Samanta A, Greene M I
Center for Receptor Biology, University of Pennsylvania, School of Medicine, Philadelphia 19104-6082, USA.
Proc Natl Acad Sci U S A. 1995 Jul 3;92(14):6582-6. doi: 10.1073/pnas.92.14.6582.
Some growth factors transduce positive growth signals, while others can act as growth inhibitors. Nuclear signaling events of previously quiescent cells stimulated with various growth factors have been studied by isolating the complexed chromatin-associated proteins and chromatin-associated proteins. Signals from the plasma membrane are integrated within the cells and quickly transduced to the nucleus. It is clear that several growth factors, such as epidermal growth factor, transforming growth factor alpha (but not transforming growth factor beta), and platelet-derived growth factor, utilize similar intracellular signaling biochemistries to modulate nucleosomal characteristics. The very rapid and consistent phosphorylation of nuclear p33, p54, and low molecular mass proteins in the range of 15-18 kDa after growth factor stimulation implies that there is a coordination and integration of the cellular signaling processes. Additionally, phosphorylation of p33 and some low molecular mass histones has been found to occur within 5 min of growth factor treatment and to reach a maximum by 30 min. In this study, we report that Neu receptor activating factor also utilizes the same signaling mechanism and causes p33 to become phosphorylated. In addition, both the tumor promoter okadaic acid (which inhibits protein phosphatases 1 and 2A) and phorbol ester (phorbol 12-tetradecanoate 13-acetate) stimulate phosphorylation of p33, p54, and low molecular mass histones.
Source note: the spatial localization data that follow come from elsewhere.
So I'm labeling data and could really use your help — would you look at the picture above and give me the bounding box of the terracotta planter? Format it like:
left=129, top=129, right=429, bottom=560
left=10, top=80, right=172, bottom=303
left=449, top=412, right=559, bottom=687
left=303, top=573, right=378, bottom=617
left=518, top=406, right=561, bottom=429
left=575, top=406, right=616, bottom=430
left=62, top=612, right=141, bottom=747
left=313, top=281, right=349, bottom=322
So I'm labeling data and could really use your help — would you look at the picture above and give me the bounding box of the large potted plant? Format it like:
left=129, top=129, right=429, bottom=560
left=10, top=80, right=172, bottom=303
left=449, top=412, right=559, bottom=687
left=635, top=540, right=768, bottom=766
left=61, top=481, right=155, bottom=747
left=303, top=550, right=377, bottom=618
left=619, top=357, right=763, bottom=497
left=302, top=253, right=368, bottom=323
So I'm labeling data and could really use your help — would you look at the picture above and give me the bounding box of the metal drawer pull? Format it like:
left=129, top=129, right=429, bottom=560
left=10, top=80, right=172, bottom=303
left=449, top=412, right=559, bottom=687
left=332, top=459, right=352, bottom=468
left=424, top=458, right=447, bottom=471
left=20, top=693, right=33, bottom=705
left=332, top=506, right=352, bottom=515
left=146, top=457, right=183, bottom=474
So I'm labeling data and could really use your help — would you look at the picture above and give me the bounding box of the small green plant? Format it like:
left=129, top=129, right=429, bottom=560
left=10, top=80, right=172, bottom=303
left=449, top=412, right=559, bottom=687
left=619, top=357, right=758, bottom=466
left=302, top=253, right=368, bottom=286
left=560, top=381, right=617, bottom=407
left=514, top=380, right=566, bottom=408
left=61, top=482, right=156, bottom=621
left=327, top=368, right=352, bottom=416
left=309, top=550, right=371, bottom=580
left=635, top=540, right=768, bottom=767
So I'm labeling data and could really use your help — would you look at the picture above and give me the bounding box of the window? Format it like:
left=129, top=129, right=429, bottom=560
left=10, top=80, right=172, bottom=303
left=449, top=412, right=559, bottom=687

However, transforming growth factor beta, which is a growth inhibitor for fibroblasts, fails to increase p33 phosphorylation. In general, p33 phosphorylation patterns correspond to positive and negative mitogenic signal transduction. p33 isolated from the complexed chromatin-associated protein fraction appears to be a kinase, or tightly associated with a kinase, and shares antigenicity with the cell division cycle-dependent Cdk2 kinase as determined by antibody-dependent analysis. The rapid phosphorylation of nucleosomal proteins may influence sets of early genes needed for the induction and progression of the cell cycle.
一些生长因子传递正向生长信号,而其他一些则可作为生长抑制剂。通过分离与染色质相关的复合蛋白和染色质相关蛋白,对用各种生长因子刺激的先前静止细胞的核信号事件进行了研究。来自质膜的信号在细胞内整合并迅速传递至细胞核。很明显,几种生长因子,如表皮生长因子、转化生长因子α(而非转化生长因子β)和血小板衍生生长因子,利用相似的细胞内信号生物化学来调节核小体特征。生长因子刺激后,核内p33、p54以及15 - 18 kDa范围内的低分子量蛋白非常迅速且一致地发生磷酸化,这意味着细胞信号转导过程存在协调与整合。此外,已发现p33和一些低分子量组蛋白在生长因子处理后5分钟内发生磷酸化,并在30分钟时达到最大值。在本研究中,我们报告Neu受体激活因子也利用相同的信号机制并导致p33磷酸化。此外,肿瘤启动子冈田酸(抑制蛋白磷酸酶1和2A)和佛波酯(佛波醇12 - 十四烷酸酯13 - 乙酸酯)均刺激p33、p54和低分子量组蛋白的磷酸化。然而,作为成纤维细胞生长抑制剂的转化生长因子β未能增加p33磷酸化。一般来说,p33磷酸化模式与正向和负向有丝分裂信号转导相对应。从与染色质相关的复合蛋白组分中分离出的p33似乎是一种激酶,或与一种激酶紧密相关,并且通过抗体依赖性分析确定其与细胞分裂周期依赖性Cdk2激酶具有抗原性。核小体蛋白的快速磷酸化可能会影响细胞周期诱导和进展所需的早期基因集。